The great joy of music was that it built communities, and people had typically in their own homes been able to sing along in services online, Dr Tredinnick said. The Evangelical Church had a lot to offer in terms of its creativity, and the RSCM had always sat comfortably with the Evangelical tradition. “To sing hymns in public is a way of building the body of Christ. At the moment, it’s singing to us — you long to join in,” he said.

“It means that the specialists have had to sing, and we have had to internalise songs and hymns. Suddenly, those hymns have come under the microscope.” Marrying new texts to old tunes and to orchestral tunes — at Langham Place, the hymn-writer Christopher Idle had put the words of Psalm 24 to the tune of the “Trumpet Voluntary”, for example — enabled people to sing instantly because they had the tune.

There was “communion with God himself” in hymnsinging, he said later in a plenary. Music was “a God-given channel of emotional and cerebral intention, as I worship God directly”.

Mr Price said that he was very moved, knowing that as many people were virtually present as were physically present at the cathedral worship. “They sing in the privacy of their home, and are getting the physicality of singing. You can participate through someone else’s performance. But we also miss the tangible thing of joining our voices together. There is a gap in our lives, and there will be a gap at Christmas if we have not got through this by then.”
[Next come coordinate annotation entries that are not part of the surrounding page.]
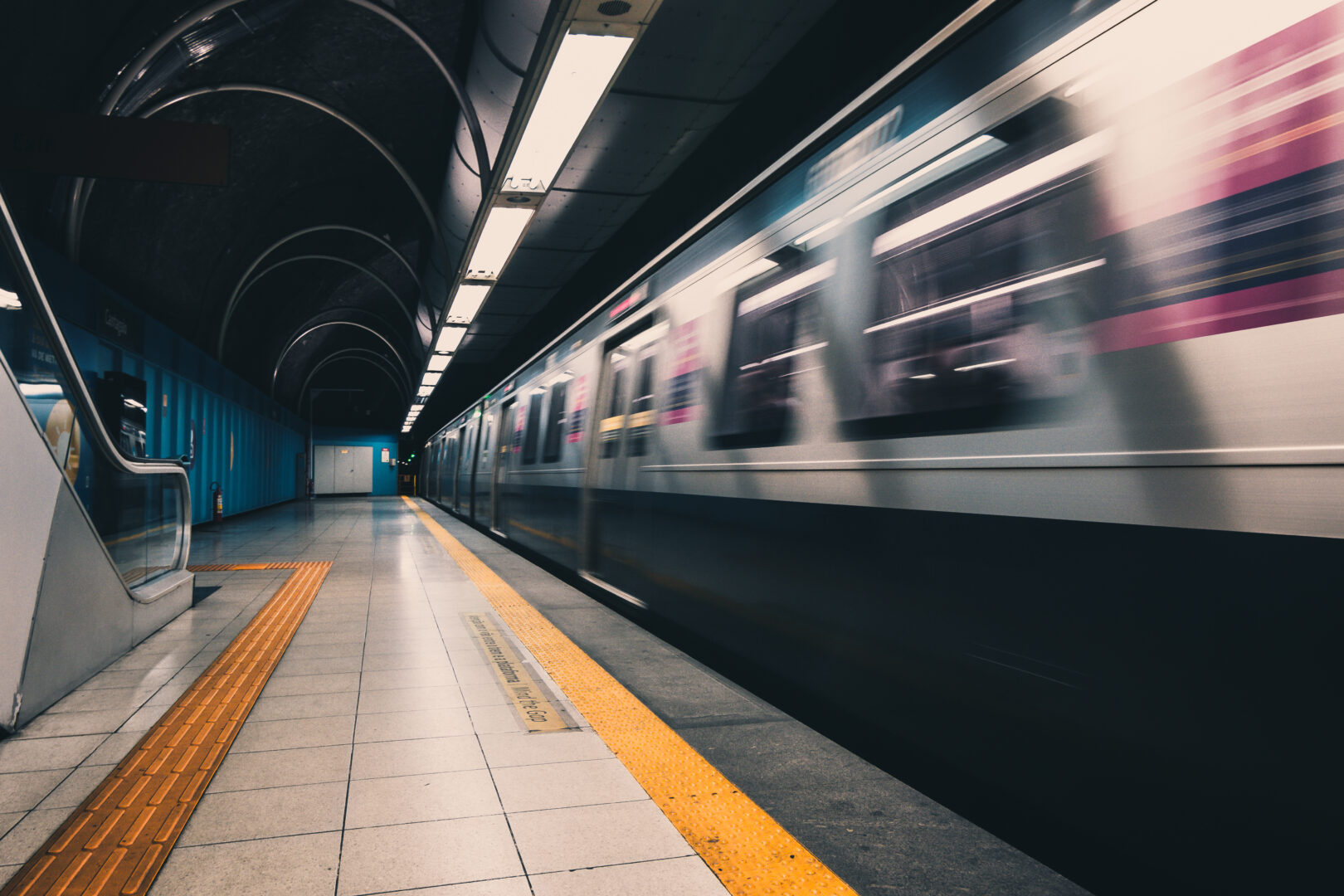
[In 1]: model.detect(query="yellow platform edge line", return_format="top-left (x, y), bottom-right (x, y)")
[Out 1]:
top-left (402, 495), bottom-right (856, 896)
top-left (0, 562), bottom-right (332, 896)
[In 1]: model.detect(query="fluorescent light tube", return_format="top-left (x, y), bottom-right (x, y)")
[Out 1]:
top-left (447, 284), bottom-right (490, 324)
top-left (434, 326), bottom-right (466, 352)
top-left (466, 206), bottom-right (533, 280)
top-left (504, 33), bottom-right (635, 193)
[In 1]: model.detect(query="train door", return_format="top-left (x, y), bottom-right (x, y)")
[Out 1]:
top-left (472, 404), bottom-right (494, 523)
top-left (457, 416), bottom-right (480, 516)
top-left (490, 399), bottom-right (518, 534)
top-left (421, 441), bottom-right (442, 501)
top-left (449, 432), bottom-right (457, 505)
top-left (582, 328), bottom-right (663, 591)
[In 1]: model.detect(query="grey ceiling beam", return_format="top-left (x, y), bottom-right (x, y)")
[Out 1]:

The Priest-in-Charge of Bickleigh Roborough and Shaugh Prior, in Exeter diocese, the Revd Simon Rundell, gained his MBA in digital theology just before the lockdown. In his presentation, “Pushing Pixels and Sacraments”, he spoke about creating digital rituals — which were not “merely a substantial copy of something real”.

In the mad scramble to go online, many churches had put aside the sacraments, which always involved interaction and were “a dialogue, an interaction between the soul and God. We need to embrace the sacramental in online expression of church life,” Fr Rundell said. “Flickering pixels can reach into the soul.”

In offering a full mass each Sunday, he was creating a sacred encounter. The Church was not yet fully immersed in digital space, he said. “A better kind of spiritual communion is needed. . . We are at present in a hybrid context of digital and analogue.”

The renewed use of formal Offices was an evangelistic tool, he suggested in the plenary session that ended the conference. “God is not limited by any of our actions. He is present both in the digital space and in the physical space.”

The question was asked how a meaningfully good Christmas might be made. “Consider having a quieter, more reflective feel to it,” Ms King suggested. “We all love singing the exciting carols in a full church, but we could perhaps use our resources to reflect a little more the quieter aspect.”

The hymns that punctuated the conference included “There is a hope that burns”, “Jesus calls us! — o’er the tumult”, and “We have a gospel to proclaim”, all recorded individually at home by the choir of St Martin-in-the-Fields, London.